How do we want to encode the required vector width for a builtin? Do we want to parse the type string for the builtins and infer for that? Or should we encode it in the attribute string for the builtin?

Diff Detail

Event Timeline

craig.topper created this revision.May 10 2018, 11:56 AM

I suspect you want at least one of Reid or Richard to look at this from the Clang side, but this is definitely the direction I was thinking.

No strong opinions about the name of the attribute here.

lib/Headers/avx2intrin.h
32–33

Does it make sense to call this 256?

I'd really like to discuss this. I was speaking with Ori cc'd the other day
and he doesn't think vector width is sufficient for some of the various
slowdowns. I'll let him speak up, but we may need to rethink some of this.

atdt added a comment.May 21 2018, 11:10 AM

I'd really like to discuss this. I was speaking with Ori cc'd the other day
and he doesn't think vector width is sufficient for some of the various
slowdowns. I'll let him speak up, but we may need to rethink some of this.

I don't have all the context, but since Eric is looping me in, I assume this change is in some way related to the work of adding a -mprefer-avx128 flag, or some other mechanism that would prevent LLVM's vectorizers from using power-hungry vector instructions that can hurt performance by forcing the CPU into a lower frequency band.

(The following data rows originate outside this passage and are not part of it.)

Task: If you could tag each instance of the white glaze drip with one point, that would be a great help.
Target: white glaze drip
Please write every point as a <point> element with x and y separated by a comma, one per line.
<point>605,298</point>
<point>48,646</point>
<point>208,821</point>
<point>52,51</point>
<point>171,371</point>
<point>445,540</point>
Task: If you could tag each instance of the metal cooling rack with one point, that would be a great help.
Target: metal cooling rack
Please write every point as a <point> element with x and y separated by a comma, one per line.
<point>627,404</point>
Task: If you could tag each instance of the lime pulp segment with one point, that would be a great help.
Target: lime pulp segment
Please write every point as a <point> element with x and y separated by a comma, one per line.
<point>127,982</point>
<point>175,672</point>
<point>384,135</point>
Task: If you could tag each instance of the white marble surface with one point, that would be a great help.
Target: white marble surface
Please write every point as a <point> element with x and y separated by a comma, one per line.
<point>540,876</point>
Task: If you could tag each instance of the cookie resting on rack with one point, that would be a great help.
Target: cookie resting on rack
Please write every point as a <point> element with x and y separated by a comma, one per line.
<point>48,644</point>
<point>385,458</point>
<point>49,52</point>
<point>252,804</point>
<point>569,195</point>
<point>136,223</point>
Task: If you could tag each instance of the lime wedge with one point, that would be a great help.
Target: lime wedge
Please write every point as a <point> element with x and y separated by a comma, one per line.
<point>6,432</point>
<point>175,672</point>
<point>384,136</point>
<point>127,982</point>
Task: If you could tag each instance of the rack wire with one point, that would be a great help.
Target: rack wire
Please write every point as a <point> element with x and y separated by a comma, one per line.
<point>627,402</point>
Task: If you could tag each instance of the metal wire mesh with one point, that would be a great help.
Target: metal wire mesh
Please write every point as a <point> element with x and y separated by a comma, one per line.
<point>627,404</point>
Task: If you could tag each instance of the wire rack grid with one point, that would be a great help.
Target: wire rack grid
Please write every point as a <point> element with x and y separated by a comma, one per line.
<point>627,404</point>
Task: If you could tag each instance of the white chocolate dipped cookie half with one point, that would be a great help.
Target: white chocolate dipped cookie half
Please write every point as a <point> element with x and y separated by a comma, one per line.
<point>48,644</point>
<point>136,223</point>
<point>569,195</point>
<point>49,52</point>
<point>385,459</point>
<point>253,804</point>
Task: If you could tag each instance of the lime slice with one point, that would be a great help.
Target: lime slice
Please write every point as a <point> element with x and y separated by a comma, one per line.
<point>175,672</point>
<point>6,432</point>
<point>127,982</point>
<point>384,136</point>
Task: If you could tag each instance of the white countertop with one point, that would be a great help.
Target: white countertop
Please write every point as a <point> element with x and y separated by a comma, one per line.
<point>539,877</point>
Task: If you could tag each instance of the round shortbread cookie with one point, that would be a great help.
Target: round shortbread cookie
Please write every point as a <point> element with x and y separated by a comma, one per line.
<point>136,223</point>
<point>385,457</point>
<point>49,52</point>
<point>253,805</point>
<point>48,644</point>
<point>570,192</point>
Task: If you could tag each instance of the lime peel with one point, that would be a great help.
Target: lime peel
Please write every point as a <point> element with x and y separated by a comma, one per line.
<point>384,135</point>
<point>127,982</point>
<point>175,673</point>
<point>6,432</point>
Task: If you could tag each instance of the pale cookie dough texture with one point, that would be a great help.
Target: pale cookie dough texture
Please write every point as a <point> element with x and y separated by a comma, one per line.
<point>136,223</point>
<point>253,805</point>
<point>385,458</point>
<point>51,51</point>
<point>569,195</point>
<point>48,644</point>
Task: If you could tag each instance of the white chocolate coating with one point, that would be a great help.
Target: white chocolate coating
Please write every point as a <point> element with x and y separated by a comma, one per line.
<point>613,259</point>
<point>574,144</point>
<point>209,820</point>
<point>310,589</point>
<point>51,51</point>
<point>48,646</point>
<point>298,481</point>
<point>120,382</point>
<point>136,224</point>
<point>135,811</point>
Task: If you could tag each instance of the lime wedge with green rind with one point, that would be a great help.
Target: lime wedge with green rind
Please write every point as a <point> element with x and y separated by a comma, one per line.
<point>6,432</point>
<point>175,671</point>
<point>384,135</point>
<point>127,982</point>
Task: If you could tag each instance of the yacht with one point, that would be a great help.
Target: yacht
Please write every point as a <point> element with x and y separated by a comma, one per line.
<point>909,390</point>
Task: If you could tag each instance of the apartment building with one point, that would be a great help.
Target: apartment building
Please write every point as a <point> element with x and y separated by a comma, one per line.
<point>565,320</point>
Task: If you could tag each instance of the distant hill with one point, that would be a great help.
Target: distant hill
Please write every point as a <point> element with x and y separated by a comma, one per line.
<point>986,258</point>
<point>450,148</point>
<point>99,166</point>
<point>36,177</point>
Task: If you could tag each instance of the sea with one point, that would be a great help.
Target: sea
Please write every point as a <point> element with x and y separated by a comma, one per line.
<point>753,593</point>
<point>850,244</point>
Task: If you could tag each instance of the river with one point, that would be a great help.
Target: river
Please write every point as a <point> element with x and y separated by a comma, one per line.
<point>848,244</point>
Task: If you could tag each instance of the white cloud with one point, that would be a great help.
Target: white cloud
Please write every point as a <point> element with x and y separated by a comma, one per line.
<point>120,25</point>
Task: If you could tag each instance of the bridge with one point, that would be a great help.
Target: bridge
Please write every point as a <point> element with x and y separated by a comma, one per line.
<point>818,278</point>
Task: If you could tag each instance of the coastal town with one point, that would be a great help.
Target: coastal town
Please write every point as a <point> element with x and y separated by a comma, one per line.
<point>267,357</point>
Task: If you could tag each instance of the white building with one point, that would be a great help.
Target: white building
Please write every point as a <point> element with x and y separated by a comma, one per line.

If this is the intent, then Eric is correct: an instruction's register width is not a reliable proxy for its power requirements.

While it is true that none of the 128-bit AVX instructions are dangerous, neither are the majority of 256-bit AVX instructions.

My conclusions are based on analysis of each AVX and AVX2 instruction, in which I measured the maximum ratio of CPU cycles to reference cycles while the processor is executing the instruction in a tight loop. A higher ratio indicates more "extra" cycles delivered by TurboBoost. The ratio allows us to estimate how many extra cycles we are getting from TurboBoost. I found that only a subset of 256-bit instructions were associated with frequency reductions.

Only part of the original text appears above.